Each camp thinks KG is "their" KG, and Drake is theirs. Each penetrated us in a personal way. We spend our time with each subject by ourselves, imagining she is growing and posing just for us, and he is singing just for us.

Each camp has people who knew the subject. Each isn't saying much of anything beyond what's publically known.

As time goes on, the photos seem more rare, and so do the recordings.

I personally am enjoying this, and I think some day, if someone cares enough to really chase this, we will find out what became of Kelligrl. 

And somewhere, somehow, I have to think she is following this in some way, and smiling at the fuss, as Nick would have done.

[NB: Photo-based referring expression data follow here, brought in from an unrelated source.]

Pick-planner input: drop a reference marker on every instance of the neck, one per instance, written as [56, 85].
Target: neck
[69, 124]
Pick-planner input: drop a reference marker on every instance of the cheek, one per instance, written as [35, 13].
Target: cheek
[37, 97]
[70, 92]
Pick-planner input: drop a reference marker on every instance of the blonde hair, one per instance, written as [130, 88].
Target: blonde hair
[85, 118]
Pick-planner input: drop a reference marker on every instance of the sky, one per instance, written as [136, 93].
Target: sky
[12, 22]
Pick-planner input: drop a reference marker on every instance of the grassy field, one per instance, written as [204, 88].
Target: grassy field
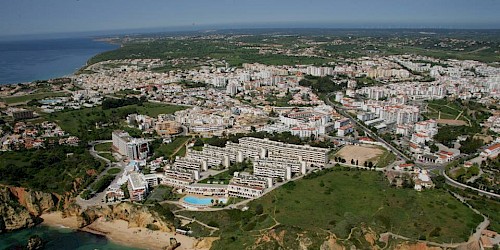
[378, 155]
[103, 146]
[449, 110]
[114, 171]
[82, 122]
[108, 156]
[341, 201]
[385, 159]
[38, 96]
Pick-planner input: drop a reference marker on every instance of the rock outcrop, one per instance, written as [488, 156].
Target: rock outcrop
[173, 244]
[136, 216]
[35, 202]
[12, 214]
[35, 243]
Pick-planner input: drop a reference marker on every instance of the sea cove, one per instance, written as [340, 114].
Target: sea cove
[30, 60]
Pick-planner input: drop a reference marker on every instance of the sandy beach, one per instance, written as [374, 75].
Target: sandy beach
[56, 219]
[119, 232]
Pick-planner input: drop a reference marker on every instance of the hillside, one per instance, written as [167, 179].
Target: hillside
[352, 205]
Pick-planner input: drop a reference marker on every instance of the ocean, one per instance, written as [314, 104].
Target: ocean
[59, 239]
[30, 60]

http://www.robinfrederick.com/nd2.html 

View attachment Nick-Drake.jpg


----------



## JMNYC (Nov 28, 2005)

I'm responding to your post out of pity, dude. I saw "zero" replies and I didn't want you to have a bad day or something.


----------



## JMNYC (Nov 28, 2005)

Thanks, I appreciate that. Y'know, a guy can get a complex!


----------



## 1300 Class (Nov 28, 2005)

A matter of 12 hours? Jeeze talk about an ego.


----------



## Carrie (Nov 28, 2005)

It's late. I'm tired. I just skimmed your post, saw the word "penetrated", snickered dutifully, and made a mental note to try again later, after sleep. 

I felt badly about the dearth of responses, too, though, so here you go. I'm sure it's a very clever post! :reassuringpatonhead





 (I really will read it tomorrow). :kiss2:


----------



## fatlane (Nov 28, 2005)

Who's Nick Drake?

Sorry, I really don't know.


----------



## JMNYC (Nov 28, 2005)

Ahh, never mind. I was feeling verbose...


----------



## simon_squarepants (Nov 28, 2005)

Well there was no way I was going to get through the original post (I have no idea who Nick Drake is, nor am I especially desperate to expand my knowledge boundaries just yet... I have to preserve some of my shattered youthful innocence!) but may I just say HURRAH for another Kelligrl post. As long as we keep focussing on the same carousel of subjects we can be sure to never let in any of those infuriating "new" ideas and people that turn up now and then. 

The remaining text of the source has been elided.